The fitness single ball is suitable for everyone to use. We can apply fitness skills to sports fitness, medical care, culture and entertainment, etc. based on the principles of traditional Chinese medicine stone massage. It can not only enhance physical fitness, enjoy happiness and longevity, cultivate sentiments, and delay aging, but can also help people who need rehabilitation treatment, allowing exercisers to be safer during exercise and effectively avoid damage to joints. Then the editor will introduce a few basic movements of fitness single balls for everyone to learn and use together.

exercise ball

1. Hit the back diagonally left, right, up and down

Hold the single ball 20cm-30cm away with your right hand to prevent the ball rope from hooking on your back; then pick up the single ball, with your elbow to wrist parallel to your chest, throw the ball with your left hand, and tap the back diagonally for eight beats, with your left hand Alternate to the right hand and tap the back diagonally for eight beats; finally, the left and right hands tap diagonally alternately.
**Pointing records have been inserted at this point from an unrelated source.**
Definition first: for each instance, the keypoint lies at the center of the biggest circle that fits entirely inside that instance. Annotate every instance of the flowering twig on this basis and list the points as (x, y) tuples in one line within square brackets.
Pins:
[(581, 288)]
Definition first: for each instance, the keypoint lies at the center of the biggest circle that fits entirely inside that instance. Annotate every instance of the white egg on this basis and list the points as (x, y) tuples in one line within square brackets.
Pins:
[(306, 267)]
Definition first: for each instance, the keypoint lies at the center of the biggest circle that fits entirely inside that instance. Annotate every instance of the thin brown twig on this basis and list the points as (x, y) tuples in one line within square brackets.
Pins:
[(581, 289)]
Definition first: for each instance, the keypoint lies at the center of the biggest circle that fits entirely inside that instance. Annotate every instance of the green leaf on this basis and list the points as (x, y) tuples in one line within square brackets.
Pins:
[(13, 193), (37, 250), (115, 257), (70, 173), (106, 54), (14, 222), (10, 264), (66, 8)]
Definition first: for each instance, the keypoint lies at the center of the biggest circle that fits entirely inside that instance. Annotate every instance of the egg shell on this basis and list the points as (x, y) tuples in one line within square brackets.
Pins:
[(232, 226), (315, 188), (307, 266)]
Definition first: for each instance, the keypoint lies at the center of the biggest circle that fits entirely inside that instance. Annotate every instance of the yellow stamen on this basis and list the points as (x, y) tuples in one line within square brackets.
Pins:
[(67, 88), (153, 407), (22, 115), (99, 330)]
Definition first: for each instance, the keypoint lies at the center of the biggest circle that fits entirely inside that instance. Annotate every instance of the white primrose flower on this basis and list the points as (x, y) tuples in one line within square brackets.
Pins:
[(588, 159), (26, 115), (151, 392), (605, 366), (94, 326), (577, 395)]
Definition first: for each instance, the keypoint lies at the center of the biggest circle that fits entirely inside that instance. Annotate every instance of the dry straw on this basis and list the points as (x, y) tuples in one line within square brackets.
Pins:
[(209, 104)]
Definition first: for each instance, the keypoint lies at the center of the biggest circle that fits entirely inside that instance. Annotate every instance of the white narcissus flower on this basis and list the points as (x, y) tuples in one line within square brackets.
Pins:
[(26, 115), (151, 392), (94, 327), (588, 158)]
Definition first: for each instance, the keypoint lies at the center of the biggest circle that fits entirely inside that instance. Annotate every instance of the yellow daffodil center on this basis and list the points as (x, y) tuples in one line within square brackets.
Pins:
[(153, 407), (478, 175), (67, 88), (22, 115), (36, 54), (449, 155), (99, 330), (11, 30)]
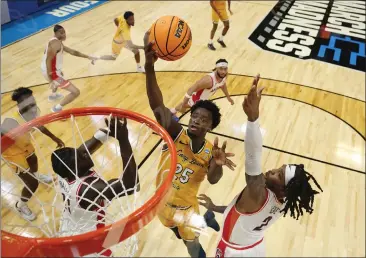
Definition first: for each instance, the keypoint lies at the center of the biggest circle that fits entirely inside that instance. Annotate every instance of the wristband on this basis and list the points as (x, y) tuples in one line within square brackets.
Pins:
[(187, 96)]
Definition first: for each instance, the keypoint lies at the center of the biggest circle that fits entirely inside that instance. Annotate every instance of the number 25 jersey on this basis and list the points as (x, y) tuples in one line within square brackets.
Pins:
[(191, 170)]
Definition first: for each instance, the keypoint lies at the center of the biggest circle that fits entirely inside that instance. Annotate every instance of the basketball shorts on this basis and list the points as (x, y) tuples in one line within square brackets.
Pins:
[(57, 79), (225, 249), (117, 48), (19, 162), (223, 14), (172, 216)]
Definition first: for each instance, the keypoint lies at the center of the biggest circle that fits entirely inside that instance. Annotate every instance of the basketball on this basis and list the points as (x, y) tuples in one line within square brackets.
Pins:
[(172, 36)]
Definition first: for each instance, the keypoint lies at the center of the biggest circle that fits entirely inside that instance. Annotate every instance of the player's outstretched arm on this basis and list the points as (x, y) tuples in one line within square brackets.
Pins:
[(53, 47), (219, 159), (204, 83), (253, 144), (101, 190), (161, 112), (206, 202), (47, 132)]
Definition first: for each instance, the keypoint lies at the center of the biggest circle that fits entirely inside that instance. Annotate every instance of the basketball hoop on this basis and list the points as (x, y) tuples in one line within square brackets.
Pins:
[(16, 245)]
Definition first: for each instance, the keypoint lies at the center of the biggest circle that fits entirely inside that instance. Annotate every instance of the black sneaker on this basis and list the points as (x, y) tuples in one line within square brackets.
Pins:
[(211, 221), (221, 42), (211, 46)]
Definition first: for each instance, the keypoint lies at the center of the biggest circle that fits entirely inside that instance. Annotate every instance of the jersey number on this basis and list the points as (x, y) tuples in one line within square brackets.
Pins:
[(265, 223), (184, 178)]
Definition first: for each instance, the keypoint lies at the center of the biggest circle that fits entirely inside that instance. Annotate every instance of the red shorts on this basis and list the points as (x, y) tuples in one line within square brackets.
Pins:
[(58, 79), (227, 250)]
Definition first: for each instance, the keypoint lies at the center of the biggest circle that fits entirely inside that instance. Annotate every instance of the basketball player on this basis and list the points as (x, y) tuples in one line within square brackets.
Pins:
[(52, 68), (122, 39), (86, 195), (265, 197), (219, 13), (204, 88), (197, 158), (21, 156)]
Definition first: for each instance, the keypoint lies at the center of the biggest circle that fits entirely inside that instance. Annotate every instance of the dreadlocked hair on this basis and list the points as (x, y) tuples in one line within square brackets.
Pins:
[(299, 194), (212, 108), (62, 160)]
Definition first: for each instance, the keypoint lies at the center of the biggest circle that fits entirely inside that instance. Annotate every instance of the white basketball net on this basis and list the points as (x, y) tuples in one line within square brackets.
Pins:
[(47, 202)]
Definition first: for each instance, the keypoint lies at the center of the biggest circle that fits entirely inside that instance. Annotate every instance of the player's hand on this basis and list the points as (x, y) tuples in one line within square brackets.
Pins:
[(59, 142), (251, 102), (220, 156), (205, 201), (118, 129), (150, 54), (54, 85)]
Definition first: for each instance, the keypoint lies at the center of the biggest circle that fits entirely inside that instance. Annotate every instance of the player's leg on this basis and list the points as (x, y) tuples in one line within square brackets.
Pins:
[(195, 249), (73, 94), (30, 184), (215, 22), (225, 20)]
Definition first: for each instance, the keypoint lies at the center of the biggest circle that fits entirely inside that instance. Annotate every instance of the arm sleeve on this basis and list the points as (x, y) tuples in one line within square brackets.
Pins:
[(253, 149)]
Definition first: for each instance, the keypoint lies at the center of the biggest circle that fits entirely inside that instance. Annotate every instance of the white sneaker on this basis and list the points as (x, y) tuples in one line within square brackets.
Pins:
[(54, 109), (45, 178), (25, 212), (55, 97), (140, 69)]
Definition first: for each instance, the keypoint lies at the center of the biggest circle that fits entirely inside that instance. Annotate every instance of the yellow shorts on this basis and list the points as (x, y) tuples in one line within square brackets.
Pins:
[(172, 216), (19, 162), (216, 18), (117, 47)]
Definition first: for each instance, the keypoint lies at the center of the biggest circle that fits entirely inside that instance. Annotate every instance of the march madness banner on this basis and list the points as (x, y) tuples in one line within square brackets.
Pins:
[(328, 31)]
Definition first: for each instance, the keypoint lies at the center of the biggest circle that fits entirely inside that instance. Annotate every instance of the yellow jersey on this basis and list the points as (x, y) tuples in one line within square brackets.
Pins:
[(190, 172), (220, 5), (22, 145), (123, 31)]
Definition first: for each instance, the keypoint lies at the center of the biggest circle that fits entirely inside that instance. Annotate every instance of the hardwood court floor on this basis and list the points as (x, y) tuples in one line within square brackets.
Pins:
[(320, 125)]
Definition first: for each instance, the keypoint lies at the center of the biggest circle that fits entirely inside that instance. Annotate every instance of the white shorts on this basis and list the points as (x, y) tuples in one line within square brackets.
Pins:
[(58, 78), (227, 250)]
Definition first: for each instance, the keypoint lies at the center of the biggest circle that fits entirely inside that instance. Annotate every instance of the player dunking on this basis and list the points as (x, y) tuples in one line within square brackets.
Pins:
[(204, 88), (197, 158), (219, 13), (21, 156), (265, 197), (52, 68), (86, 195), (122, 39)]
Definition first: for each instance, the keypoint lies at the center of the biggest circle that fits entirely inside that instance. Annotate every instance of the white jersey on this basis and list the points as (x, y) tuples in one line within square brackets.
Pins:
[(56, 65), (205, 94), (76, 220), (246, 229)]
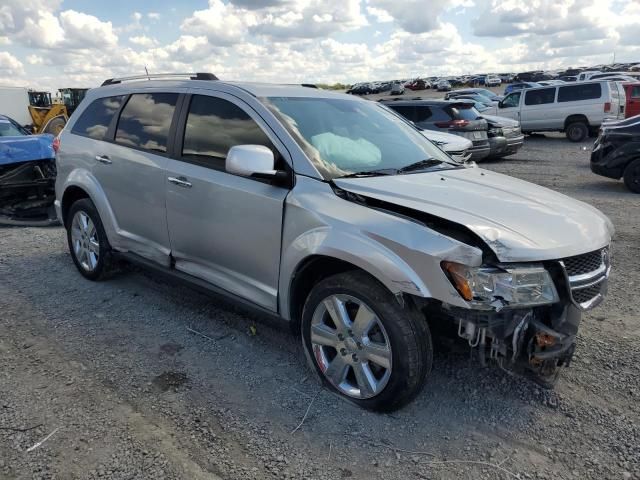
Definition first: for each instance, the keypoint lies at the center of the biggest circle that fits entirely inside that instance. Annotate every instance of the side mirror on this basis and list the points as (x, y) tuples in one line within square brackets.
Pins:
[(250, 160)]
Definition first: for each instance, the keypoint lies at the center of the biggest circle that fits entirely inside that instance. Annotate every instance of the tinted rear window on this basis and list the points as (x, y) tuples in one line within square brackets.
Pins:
[(94, 121), (539, 97), (573, 93), (462, 113), (145, 120)]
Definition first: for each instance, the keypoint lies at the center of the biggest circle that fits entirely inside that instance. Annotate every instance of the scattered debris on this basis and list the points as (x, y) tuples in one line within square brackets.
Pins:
[(32, 448), (305, 413)]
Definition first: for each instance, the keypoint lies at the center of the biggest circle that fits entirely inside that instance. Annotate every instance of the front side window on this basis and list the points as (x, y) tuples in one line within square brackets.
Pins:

2. Hit the shoulders and back, chest and arms

Hold the single ball, then raise your head, lift the single ball, hit it twice on the left side, switch to hitting the right side twice, hold the handle of the ball and hit the left chest twice, switch to knocking the right chest twice to form an eight beat ; Repeat the first eight beats until hitting the left chest, alternately hold the ball with the left and right hands and hit the arms.

3. Toss the ball for shoulder kicks and circle the ball for leg kicks

Lift the single ball with your right hand, look forward, keep your elbow parallel to your chest, hit the left shoulder, circle the ball and hit the right shoulder for eight beats; lower your elbow, hit the left calf with the single ball in your right hand, (Cross the calf when tapping the calf) After tapping once, switch to the right hand and tap the right calf for eight beats, then return to the first eight beats and continue tapping, repeating the beat.

4. Cross steps forward and backward, and hit the waist under the arms

We stand with our feet crossed on the flat ground, then hold the handle with our left hand, with our elbows parallel to our chest, hold the ball naturally with our right hand, walk around with our left and right feet crossed, and tap the left and right waist with our right hand. (When doing movements, pay attention to your steps and have a sense of ups and downs.)

5. Shift the center of gravity and hit the back, turning 360

With your feet shoulder-width apart, hold the ball in your right hand and flick the left and right backs once; raise a single ball above your head, rotate 360 ​​degrees around the body of the ball, turn left and right, and alternately hold the ball with the left and right hands and flick the back.